01 May 2011

The Eleven Matins Gospels: Resurrection Appearances of Jesus

The major Resurrection appearances of Jesus in the Canonical gospels (and to a lesser extent other books of the New Testament) are reported to have occurred after his death and burial but prior to his Ascension. Among these primary sources, most scholars believe First Corinthians was written first, authored by Paul of Tarsus along with Sosthenes circa AD 55. Finally, the Gospel of the Hebrews‎ recounts the Resurrection appearance to James the brother of Jesus.

Paul lists several resurrection appearances of Jesus to various "men". In Matthew, Jesus appears to Mary Magdalene and another Mary at his empty tomb. Later, the eleven disciples go to a mountain in Galilee to meet Jesus, who appears to them and commissions them to baptize in the name of the Father, Son, and Holy Spirit, and to make disciples of all people (the Great Commission).

In Luke, Jesus appears to the disciples and eats with them, demonstrating that he is flesh and bones, not a ghost. He tells them to wait in Jerusalem for the start of their mission to the world, and then he ascends into the heavens. In Acts, written by the same author as Luke, Jesus appears to his disciples after his death and stays with them for 40 days before ascending to heaven. Acts also describes Jesus' appearance to Paul, in which a voice speaks to Paul and a light blinds him while he's on the road to Damascus. In John, Mary alone finds Jesus at the empty tomb, and he tells her not to touch him because he has not yet ascended to the Father. Later, he appears to the disciples. He moves through a closed door and has "doubting Thomas" touch his wounds to demonstrate that he is flesh and bones. In a later appearance, Jesus assigns Peter the role of tending to Jesus' sheep, that is, leading Jesus' followers. The traditional ending of Mark summarizes resurrection appearances from Matthew and Luke.

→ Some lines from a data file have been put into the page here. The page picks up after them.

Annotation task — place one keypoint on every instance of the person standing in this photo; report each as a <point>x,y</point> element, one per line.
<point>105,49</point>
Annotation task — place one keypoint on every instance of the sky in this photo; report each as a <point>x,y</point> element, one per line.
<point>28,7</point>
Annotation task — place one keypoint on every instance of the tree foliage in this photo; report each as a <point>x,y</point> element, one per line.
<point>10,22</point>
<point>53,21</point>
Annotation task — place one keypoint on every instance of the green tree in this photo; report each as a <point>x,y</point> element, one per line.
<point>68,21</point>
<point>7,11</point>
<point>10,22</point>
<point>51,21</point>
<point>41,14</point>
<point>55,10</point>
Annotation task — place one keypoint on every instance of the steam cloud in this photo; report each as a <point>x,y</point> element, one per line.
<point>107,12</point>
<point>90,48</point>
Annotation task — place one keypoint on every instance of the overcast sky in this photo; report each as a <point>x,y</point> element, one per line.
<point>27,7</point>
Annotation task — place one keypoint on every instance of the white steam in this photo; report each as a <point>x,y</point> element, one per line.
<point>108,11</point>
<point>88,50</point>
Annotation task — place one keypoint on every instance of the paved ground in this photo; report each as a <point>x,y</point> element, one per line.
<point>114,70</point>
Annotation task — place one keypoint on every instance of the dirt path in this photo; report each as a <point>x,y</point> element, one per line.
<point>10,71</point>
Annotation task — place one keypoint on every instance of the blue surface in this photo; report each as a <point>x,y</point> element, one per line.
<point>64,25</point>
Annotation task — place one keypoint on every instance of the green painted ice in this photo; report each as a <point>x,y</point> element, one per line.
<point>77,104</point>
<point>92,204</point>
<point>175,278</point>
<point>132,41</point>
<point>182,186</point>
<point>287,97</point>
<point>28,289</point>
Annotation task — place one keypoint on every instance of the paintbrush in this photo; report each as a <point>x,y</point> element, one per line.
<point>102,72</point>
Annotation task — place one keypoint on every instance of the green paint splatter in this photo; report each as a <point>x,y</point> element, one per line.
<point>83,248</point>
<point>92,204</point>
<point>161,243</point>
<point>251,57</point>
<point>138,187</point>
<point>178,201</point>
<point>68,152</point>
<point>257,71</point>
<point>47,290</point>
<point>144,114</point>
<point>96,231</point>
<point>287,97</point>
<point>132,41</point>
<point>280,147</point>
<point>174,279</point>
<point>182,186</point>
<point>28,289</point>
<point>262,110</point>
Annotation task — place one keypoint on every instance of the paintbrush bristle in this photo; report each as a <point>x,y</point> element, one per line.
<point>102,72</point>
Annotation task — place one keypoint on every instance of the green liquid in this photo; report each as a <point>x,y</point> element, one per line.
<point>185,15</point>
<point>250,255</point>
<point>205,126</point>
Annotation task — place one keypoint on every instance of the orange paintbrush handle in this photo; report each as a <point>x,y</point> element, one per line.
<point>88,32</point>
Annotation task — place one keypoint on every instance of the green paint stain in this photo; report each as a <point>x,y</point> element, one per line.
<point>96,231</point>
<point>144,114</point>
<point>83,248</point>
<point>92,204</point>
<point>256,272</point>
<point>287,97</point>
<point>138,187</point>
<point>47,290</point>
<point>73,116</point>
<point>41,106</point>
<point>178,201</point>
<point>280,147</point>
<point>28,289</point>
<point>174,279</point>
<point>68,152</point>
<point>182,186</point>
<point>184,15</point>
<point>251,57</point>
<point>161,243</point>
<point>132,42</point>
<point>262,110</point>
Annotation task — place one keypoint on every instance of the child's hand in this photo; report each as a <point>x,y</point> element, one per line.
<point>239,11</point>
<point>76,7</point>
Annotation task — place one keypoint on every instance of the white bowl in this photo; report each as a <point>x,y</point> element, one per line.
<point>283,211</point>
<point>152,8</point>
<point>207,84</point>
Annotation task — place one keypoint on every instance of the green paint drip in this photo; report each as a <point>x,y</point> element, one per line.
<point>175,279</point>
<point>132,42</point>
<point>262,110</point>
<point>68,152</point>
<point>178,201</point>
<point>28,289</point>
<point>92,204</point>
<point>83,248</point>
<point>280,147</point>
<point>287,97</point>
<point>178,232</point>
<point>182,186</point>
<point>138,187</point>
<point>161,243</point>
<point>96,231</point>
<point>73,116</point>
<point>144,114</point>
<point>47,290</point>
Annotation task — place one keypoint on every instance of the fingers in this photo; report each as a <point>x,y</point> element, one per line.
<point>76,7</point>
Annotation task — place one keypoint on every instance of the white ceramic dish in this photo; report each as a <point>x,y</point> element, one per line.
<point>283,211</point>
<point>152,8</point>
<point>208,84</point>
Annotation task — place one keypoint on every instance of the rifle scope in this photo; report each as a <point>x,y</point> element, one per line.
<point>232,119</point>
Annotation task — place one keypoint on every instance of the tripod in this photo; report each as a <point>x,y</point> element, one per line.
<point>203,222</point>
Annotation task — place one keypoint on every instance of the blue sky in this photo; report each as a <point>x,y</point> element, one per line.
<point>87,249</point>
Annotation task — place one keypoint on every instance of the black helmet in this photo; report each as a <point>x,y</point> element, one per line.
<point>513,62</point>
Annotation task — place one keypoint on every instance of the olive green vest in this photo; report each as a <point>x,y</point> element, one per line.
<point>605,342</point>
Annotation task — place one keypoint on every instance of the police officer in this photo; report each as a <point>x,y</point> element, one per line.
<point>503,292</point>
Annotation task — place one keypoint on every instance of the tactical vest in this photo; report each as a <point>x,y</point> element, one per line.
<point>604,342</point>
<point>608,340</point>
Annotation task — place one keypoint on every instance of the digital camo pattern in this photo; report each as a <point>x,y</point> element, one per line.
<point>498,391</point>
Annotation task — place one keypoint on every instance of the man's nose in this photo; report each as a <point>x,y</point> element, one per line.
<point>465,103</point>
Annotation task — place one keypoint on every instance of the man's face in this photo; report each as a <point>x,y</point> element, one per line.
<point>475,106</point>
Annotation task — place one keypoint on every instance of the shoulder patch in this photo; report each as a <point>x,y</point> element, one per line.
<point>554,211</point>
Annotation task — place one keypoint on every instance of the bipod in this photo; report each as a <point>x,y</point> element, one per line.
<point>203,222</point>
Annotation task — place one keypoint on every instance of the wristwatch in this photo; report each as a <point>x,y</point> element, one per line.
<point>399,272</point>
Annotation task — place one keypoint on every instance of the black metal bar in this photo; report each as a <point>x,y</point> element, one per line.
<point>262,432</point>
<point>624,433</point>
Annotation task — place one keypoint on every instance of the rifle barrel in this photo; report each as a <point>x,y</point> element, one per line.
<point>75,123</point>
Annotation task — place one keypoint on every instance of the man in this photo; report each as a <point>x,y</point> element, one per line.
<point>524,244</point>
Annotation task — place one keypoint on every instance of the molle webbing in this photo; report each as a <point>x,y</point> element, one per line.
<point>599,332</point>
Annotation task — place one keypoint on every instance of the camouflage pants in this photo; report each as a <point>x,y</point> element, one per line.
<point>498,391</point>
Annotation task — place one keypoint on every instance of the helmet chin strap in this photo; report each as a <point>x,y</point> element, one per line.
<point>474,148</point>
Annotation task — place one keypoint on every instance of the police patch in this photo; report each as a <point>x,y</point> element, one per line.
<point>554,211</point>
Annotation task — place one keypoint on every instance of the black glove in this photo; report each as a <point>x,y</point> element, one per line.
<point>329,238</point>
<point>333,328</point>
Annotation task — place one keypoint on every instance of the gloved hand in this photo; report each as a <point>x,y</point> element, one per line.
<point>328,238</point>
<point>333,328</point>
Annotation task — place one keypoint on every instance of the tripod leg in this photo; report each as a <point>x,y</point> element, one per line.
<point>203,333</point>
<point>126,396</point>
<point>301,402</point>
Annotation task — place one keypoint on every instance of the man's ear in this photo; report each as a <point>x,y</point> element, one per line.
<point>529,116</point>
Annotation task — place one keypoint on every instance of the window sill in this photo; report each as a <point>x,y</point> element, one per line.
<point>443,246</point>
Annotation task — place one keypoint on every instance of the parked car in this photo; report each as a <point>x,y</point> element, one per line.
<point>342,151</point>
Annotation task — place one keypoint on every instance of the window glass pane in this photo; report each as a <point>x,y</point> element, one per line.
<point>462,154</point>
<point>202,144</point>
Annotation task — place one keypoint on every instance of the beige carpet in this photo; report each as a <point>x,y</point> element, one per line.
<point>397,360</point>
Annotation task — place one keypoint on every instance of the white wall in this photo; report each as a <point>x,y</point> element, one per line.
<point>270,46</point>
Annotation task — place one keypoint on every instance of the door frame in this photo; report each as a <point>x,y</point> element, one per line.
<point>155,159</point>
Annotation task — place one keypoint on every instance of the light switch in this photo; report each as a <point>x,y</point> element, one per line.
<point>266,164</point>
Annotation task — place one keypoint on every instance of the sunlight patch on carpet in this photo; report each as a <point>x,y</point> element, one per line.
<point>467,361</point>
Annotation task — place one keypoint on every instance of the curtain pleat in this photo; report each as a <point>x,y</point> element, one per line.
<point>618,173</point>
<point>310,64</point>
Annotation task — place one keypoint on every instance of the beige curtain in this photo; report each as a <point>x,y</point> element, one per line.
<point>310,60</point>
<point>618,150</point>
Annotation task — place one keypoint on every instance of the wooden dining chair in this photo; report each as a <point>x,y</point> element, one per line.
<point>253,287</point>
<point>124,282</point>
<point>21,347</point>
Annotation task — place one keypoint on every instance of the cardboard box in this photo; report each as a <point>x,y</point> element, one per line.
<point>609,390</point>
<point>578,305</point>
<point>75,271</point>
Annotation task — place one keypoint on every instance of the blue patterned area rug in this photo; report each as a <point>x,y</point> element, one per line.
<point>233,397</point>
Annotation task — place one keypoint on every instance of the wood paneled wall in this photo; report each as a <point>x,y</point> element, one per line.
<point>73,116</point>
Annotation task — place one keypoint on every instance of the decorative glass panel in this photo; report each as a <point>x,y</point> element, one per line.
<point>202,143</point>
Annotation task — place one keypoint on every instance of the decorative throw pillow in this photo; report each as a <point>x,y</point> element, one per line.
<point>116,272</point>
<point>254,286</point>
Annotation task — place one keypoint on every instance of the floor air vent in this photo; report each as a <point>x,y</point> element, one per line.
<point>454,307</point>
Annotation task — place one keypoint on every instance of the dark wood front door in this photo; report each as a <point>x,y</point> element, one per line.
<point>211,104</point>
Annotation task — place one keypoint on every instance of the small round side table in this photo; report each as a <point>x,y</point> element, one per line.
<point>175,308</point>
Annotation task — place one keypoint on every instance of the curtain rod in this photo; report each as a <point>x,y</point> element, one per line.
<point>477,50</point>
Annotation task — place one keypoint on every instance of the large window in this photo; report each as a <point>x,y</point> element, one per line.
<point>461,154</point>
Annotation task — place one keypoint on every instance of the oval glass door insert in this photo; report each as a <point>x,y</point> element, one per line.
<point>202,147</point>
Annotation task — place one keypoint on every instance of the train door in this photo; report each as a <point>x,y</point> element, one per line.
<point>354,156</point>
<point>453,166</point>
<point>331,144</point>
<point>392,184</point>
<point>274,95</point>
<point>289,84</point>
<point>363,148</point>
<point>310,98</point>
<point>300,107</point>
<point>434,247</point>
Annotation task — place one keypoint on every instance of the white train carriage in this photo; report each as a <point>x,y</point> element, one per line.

Appearances reported in the gospels


(Matthew 28)
  • As Mary Magdalene and "the other Mary" were running from the empty tomb to inform the disciples that he is alive, Jesus tells the women to instruct the disciples to go to Galilee ahead of him to greet him.
  • To the eleven apostles on a mountain in Galilee where Jesus had directed them .
(Luke 24)
  • In the Road to Emmaus appearance to Cleopas and one other disciple as they walked to Emmaus. At first "their eyes were holden" so that they could not recognize him. Later while having supper at Emmaus "their eyes were opened" and they recognized him.
  • To "Simon." This appearance is not described directly by Luke but it is reported by the other apostles. It is not clear whether this happened before or after the appearance at Emmaus.
  • To the eleven, together with some others (including Cleopas and his companion), in Jerusalem.
  • In Luke 24:13-32 Cleopas and his companion relate how Jesus was made known to them "in the breaking of bread". B. P. Robinson argues that this means the recognition occurred in the course of the meal, but Raymond Blacketer notes that "Many, perhaps even most, commentators, ancient and modern and in-between, have seen the revelation of Jesus' identity in the breaking of bread as having some kind of eucharistic referent or implication."
(John 20 & 21)
  • To Mary of Magdala. At first she did not recognize him and thought that he was a gardener. When he said her name, she recognized him.
  • To the disciples (not including Thomas) on that same day. They were indoors "for fear of the Jews." Jesus entered and stood in their midst while the doors were shut.
  • To the disciples including Thomas, called Didymus. This was a week later, again indoors, and resulted in the famous doubting Thomas conversation.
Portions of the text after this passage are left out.